Georg Stary, Andrew Olive, Aleksandar F. Radovic-Moreno, David Gondek, David Alvarez, Pamela A. Basto, Mario Perro, Vladimir D. Vrbanac, Andrew M. Tager, Jinjun Shi, Jeremy A. Yethon, Omid C. Farokhzad, Robert Langer, Michael N. Starnbach, Ulrich H. von Andrian. (2015). A mucosal vaccine against Chlamydia trachomatis generates two waves of protective memory T cells. Science (348) 6241. DOI: 10.1126/science.aaa8205.
Abstract
Genital Chlamydia trachomatis (Ct) infection induces protective immunity that depends on interferon-γ–producing CD4 T cells.
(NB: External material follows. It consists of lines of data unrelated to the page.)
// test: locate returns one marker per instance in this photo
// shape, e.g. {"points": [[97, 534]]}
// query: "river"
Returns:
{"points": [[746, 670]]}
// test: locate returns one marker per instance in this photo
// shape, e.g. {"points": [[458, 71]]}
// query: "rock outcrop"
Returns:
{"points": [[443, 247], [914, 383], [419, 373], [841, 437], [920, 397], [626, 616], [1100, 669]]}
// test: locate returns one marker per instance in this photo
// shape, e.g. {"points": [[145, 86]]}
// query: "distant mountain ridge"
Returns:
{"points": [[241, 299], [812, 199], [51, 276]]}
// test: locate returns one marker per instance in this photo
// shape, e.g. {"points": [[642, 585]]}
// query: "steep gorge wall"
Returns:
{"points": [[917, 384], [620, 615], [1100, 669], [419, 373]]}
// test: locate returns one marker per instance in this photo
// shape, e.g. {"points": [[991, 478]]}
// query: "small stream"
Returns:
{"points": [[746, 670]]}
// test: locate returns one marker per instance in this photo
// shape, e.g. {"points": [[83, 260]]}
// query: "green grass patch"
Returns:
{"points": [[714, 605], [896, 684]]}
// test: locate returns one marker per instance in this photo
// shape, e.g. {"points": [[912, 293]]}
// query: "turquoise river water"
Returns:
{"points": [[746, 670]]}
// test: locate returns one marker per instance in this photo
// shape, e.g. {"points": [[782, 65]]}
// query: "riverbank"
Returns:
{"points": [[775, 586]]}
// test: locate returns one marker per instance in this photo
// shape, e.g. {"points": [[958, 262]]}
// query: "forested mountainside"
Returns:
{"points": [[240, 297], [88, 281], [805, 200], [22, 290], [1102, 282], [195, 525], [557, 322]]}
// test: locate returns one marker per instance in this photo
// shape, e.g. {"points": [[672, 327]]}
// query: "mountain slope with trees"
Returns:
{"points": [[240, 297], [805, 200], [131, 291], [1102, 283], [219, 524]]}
By contrast, we report that mucosal exposure to ultraviolet light (UV)–inactivated Ct (UV-Ct) generated regulatory T cells that exacerbated subsequent Ct infection. We show that mucosal immunization with UV-Ct complexed with charge-switching synthetic adjuvant particles (cSAPs) elicited long-lived protection in conventional and humanized mice. UV-Ct–cSAP targeted immunogenic uterine CD11b+CD103– dendritic cells (DCs), whereas UV-Ct accumulated in tolerogenic CD11b–CD103+ DCs. Regardless of vaccination route, UV-Ct–cSAP induced systemic memory T cells, but only mucosal vaccination induced effector T cells that rapidly seeded uterine mucosa with resident memory T cells (TRM cells). Optimal Ct clearance required both TRM seeding and subsequent infection-induced recruitment of circulating memory T cells. Thus, UV-Ct–cSAP vaccination generated two synergistic memory T cell subsets with distinct migratory properties.